Ambassador Abram served five American Presidents -- John F. Kennedy, as General Counsel of the Peace Corps and as U.S. Representative to the UN Subcommission for the Prevention of Discrimination and the Protection of Minorities; Lyndon B. Johnson, as US Representative to the UN Commission on Human Rights and as Co-Chairman of the Planning Session of the 1965 White House Conference on Civil Rights; Jimmy Carter, as Chairman of the President's Commission for the Study of the Ethical Problems of Medicine; Ronald Reagan, as Vice-Chairman of the US Commission on Civil Rights; and George Bush, as US Permanent Representative to the UN in Geneva.
A native of Georgia, Ambassador Abram was educated at the University of Georgia, the Law School of the University of Chicago, and as a Rhodes Scholar at Oxford University.

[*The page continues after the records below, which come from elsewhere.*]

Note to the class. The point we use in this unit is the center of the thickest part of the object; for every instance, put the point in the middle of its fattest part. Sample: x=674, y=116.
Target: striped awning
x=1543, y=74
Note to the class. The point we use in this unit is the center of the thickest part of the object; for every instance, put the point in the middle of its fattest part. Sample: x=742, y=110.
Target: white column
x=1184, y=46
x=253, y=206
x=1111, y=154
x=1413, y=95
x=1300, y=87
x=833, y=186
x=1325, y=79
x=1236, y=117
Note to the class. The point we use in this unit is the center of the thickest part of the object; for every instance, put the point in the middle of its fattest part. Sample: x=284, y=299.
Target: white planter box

As a young lawyer, he served on the staff of Justice Jackson at the Nuremberg Trials. Returning to Atlanta he practiced law and after a 14 year legal battle prevailed in establishing the "one man; one vote" principle of American Constitutional Law.
Throughout his life he was active in Education, Civil Rights and International Human Rights, and served as the Chairman of the United Negro College Fund, President of Brandeis University, and on the Boards of Sarah Lawrence and Morehouse Colleges and the Institute of International Education.
He was involved in community affairs as President of the American Jewish Committee (1963-1968); Chairman of the National Conference of Soviet Jewry (1983-1988); and Chairman of the Conference of Presidents of Major American Jewish Organizations (1986-1989).
Honorary degrees were bestowed upon him by Davidson College, Emory University, Yeshiva University and Hebrew Union College.